High-dimensional Bayesian Optimization with Group Testing
This addresses the curse of dimensionality in Bayesian optimization for practitioners, though it is incremental as it builds on existing group testing theory.
The paper tackles the challenge of high-dimensional Bayesian optimization by proposing a group testing approach to identify active variables, resulting in competitive performance against state-of-the-art methods on synthetic and real-world tasks.

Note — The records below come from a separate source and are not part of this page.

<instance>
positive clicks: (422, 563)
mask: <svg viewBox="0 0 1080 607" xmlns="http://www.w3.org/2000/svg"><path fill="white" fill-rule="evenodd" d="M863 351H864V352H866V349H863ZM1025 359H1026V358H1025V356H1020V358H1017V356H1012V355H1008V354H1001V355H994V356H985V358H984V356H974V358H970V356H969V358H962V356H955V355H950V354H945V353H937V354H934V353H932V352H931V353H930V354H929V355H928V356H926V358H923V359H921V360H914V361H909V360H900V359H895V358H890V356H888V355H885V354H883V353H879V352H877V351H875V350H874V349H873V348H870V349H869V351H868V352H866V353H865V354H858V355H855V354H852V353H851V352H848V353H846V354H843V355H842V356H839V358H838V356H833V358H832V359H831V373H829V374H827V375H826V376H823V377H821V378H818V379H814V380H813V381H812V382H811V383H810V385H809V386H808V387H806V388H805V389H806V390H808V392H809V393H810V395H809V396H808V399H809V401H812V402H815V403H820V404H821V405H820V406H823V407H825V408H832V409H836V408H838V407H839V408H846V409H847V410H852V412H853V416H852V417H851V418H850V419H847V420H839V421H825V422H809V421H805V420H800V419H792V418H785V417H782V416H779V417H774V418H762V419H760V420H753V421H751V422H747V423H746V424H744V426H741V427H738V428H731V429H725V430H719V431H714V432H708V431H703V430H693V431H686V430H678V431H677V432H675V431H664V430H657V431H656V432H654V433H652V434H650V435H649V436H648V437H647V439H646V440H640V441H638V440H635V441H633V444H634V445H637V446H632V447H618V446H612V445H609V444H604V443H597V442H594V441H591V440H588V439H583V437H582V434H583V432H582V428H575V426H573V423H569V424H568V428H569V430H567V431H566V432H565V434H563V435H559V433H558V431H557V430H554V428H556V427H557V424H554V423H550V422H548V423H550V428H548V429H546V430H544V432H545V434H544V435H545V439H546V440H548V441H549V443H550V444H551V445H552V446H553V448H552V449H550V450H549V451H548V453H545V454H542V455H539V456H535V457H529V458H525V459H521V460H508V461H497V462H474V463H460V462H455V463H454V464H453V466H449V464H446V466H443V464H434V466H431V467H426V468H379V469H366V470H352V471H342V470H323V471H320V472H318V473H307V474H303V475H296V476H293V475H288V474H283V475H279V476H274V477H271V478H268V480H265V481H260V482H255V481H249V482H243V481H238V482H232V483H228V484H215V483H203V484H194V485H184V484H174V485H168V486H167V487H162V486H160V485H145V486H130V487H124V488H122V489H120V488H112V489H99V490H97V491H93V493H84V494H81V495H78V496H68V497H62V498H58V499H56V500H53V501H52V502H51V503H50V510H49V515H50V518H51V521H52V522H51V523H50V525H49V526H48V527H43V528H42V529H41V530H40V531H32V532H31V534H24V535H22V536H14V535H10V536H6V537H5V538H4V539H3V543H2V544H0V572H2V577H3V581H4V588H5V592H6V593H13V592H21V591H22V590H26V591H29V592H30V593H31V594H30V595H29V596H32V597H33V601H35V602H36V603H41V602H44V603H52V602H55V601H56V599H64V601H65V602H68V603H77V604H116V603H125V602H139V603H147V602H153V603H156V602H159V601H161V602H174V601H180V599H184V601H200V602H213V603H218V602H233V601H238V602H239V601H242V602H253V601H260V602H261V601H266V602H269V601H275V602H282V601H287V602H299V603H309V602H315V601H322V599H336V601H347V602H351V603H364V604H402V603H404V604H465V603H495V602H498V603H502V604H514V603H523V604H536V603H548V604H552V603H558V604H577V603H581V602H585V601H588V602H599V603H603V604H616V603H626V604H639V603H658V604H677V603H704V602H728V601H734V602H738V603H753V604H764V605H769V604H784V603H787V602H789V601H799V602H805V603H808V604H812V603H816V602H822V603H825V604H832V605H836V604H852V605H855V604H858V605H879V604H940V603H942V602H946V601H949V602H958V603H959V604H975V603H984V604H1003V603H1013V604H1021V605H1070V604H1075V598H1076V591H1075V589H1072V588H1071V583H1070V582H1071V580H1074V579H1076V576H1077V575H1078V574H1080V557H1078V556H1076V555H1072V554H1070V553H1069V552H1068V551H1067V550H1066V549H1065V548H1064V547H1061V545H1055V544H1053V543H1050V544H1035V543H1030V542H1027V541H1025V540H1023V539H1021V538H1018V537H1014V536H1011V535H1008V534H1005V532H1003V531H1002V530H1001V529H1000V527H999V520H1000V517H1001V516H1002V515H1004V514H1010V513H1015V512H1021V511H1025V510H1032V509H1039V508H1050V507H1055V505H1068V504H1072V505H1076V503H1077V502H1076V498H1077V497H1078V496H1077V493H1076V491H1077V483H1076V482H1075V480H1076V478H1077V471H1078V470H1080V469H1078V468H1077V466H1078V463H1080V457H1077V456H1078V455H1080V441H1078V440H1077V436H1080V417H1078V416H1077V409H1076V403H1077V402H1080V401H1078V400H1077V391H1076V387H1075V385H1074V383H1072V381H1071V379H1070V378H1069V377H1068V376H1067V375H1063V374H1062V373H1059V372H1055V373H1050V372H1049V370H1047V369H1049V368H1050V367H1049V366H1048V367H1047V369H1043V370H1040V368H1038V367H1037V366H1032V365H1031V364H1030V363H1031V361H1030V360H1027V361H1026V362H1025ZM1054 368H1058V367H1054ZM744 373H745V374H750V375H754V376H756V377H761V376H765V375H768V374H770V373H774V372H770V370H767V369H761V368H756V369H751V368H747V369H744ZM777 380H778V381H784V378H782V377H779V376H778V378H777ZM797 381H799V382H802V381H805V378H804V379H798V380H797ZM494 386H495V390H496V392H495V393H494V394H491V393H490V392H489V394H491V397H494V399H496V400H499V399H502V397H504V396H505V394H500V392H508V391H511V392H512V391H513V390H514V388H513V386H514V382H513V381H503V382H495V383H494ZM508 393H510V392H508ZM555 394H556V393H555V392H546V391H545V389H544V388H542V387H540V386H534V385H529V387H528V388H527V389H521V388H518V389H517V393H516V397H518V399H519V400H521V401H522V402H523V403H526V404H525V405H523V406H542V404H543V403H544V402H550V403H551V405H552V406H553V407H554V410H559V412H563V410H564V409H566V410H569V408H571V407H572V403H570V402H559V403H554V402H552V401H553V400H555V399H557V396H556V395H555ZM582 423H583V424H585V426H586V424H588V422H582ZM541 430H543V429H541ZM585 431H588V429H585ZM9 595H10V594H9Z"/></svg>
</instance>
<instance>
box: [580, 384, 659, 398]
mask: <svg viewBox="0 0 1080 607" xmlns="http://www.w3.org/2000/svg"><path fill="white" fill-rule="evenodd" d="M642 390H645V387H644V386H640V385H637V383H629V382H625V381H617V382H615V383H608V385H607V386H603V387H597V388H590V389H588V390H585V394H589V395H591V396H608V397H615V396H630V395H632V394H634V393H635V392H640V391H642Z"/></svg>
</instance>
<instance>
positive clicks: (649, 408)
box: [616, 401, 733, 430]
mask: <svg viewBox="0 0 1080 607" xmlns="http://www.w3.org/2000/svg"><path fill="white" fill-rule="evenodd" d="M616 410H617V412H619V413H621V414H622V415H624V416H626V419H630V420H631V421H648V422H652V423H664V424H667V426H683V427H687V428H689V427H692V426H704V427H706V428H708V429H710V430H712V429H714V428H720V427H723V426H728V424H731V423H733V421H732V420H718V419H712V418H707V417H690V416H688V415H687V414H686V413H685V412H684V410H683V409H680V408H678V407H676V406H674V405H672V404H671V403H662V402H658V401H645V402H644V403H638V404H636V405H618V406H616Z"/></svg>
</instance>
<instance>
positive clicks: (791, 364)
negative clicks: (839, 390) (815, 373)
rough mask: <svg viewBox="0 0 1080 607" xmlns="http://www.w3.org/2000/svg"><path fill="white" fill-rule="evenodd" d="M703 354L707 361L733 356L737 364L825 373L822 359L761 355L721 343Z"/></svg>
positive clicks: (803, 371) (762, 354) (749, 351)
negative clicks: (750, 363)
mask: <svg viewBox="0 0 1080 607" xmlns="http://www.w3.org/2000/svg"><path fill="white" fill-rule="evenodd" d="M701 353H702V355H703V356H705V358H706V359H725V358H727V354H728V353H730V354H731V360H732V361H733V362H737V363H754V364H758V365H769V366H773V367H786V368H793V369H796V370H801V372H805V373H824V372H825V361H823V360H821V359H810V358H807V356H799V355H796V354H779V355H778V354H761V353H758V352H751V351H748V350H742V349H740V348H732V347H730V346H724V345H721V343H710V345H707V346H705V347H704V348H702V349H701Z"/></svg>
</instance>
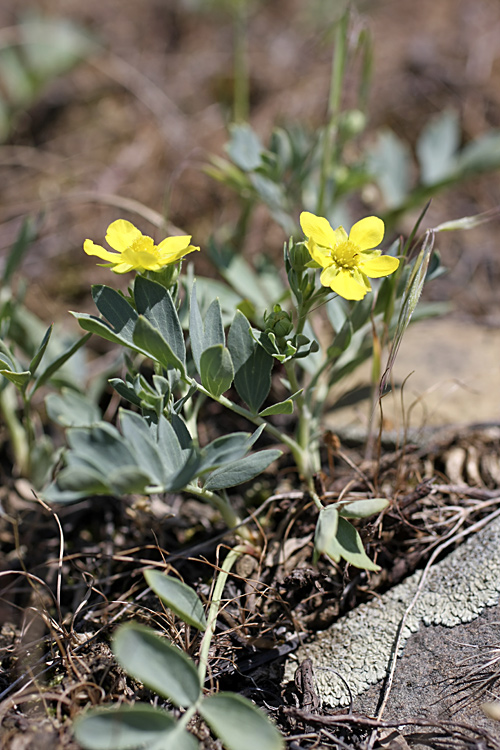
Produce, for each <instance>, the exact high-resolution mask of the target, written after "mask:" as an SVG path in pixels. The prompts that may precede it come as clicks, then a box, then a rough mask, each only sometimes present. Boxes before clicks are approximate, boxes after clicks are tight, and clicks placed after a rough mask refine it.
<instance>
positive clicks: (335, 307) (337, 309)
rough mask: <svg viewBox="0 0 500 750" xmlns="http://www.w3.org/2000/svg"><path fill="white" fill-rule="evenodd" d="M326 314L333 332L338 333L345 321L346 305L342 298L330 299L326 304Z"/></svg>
mask: <svg viewBox="0 0 500 750" xmlns="http://www.w3.org/2000/svg"><path fill="white" fill-rule="evenodd" d="M326 313H327V315H328V319H329V321H330V323H331V324H332V328H333V330H334V331H335V332H336V333H338V332H339V331H340V329H341V328H342V326H343V325H344V323H345V321H346V320H347V310H346V303H345V301H344V300H343V299H342V297H332V298H331V299H329V300H328V302H327V303H326Z"/></svg>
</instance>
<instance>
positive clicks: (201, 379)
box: [200, 344, 234, 398]
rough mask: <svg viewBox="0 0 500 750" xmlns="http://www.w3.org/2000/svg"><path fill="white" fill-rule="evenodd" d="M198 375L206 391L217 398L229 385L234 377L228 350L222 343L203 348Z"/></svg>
mask: <svg viewBox="0 0 500 750" xmlns="http://www.w3.org/2000/svg"><path fill="white" fill-rule="evenodd" d="M200 376H201V382H202V384H203V386H204V387H205V388H206V389H207V391H208V392H209V393H210V394H211V395H212V396H214V397H215V398H219V396H222V394H223V393H225V391H227V390H228V389H229V388H230V387H231V383H232V382H233V378H234V370H233V363H232V361H231V355H230V354H229V350H228V349H226V347H225V346H222V344H217V345H215V346H211V347H209V348H208V349H205V351H204V352H203V354H202V355H201V357H200Z"/></svg>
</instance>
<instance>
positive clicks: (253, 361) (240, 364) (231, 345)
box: [227, 310, 274, 414]
mask: <svg viewBox="0 0 500 750" xmlns="http://www.w3.org/2000/svg"><path fill="white" fill-rule="evenodd" d="M227 345H228V348H229V351H230V353H231V358H232V360H233V363H234V369H235V376H234V386H235V388H236V391H237V393H238V395H239V396H240V398H241V399H242V400H243V401H244V402H245V403H246V404H247V405H248V407H249V409H250V410H251V411H253V412H254V414H256V413H257V412H258V411H259V409H260V407H261V406H262V404H263V403H264V401H265V399H266V398H267V395H268V393H269V391H270V389H271V371H272V368H273V364H274V362H273V358H272V357H271V356H270V355H269V354H268V353H267V352H266V351H265V350H264V349H263V348H262V347H261V346H260V345H259V344H258V343H257V342H256V341H255V339H254V338H253V336H252V334H251V333H250V323H249V322H248V320H247V319H246V318H245V316H244V315H243V313H241V312H240V311H239V310H237V311H236V315H235V316H234V320H233V322H232V324H231V328H230V329H229V334H228V337H227Z"/></svg>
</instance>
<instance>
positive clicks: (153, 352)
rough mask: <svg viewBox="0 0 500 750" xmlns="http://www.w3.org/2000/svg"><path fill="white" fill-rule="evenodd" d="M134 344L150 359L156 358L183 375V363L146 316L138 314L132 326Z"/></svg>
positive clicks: (183, 366)
mask: <svg viewBox="0 0 500 750" xmlns="http://www.w3.org/2000/svg"><path fill="white" fill-rule="evenodd" d="M134 344H135V345H136V347H139V348H140V349H141V350H143V351H145V352H147V353H148V355H149V356H150V357H151V359H154V360H156V361H157V362H159V363H160V364H161V366H162V367H164V368H165V369H166V370H168V368H169V367H173V368H174V369H176V370H179V371H180V372H181V374H182V375H183V376H184V375H185V368H184V363H183V362H182V360H180V359H179V358H178V357H177V356H176V355H175V354H174V352H173V350H172V348H171V347H170V345H169V344H168V343H167V342H166V341H165V339H164V338H163V336H162V335H161V333H159V331H157V330H156V328H154V326H153V325H152V324H151V323H150V322H149V320H148V319H147V318H145V317H144V316H143V315H140V316H139V318H138V319H137V323H136V325H135V328H134Z"/></svg>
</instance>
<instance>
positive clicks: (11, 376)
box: [0, 369, 31, 389]
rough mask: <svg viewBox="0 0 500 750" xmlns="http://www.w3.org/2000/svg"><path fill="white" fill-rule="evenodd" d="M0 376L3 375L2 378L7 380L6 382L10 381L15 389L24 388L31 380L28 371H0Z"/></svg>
mask: <svg viewBox="0 0 500 750" xmlns="http://www.w3.org/2000/svg"><path fill="white" fill-rule="evenodd" d="M0 375H3V376H4V378H7V380H10V382H11V383H14V385H15V386H16V388H20V389H22V388H25V386H26V385H27V384H28V383H29V381H30V380H31V373H30V371H29V370H24V371H23V372H12V370H6V369H3V370H0Z"/></svg>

Bayesian optimization is an effective method for optimizing expensive-to-evaluate black-box functions. High-dimensional problems are particularly challenging as the surrogate model of the objective suffers from the curse of dimensionality, which makes accurate modeling difficult. We propose a group testing approach to identify active variables to facilitate efficient optimization in these domains. The proposed algorithm, Group Testing Bayesian Optimization (GTBO), first runs a testing phase where groups of variables are systematically selected and tested on whether they influence the objective. To that end, we extend the well-established theory of group testing to functions of continuous ranges. In the second phase, GTBO guides optimization by placing more importance on the active dimensions. By exploiting the axis-aligned subspace assumption, GTBO is competitive against state-of-the-art methods on several synthetic and real-world high-dimensional optimization tasks. Furthermore, GTBO aids in the discovery of active parameters in applications, thereby enhancing practitioners' understanding of the problem at hand.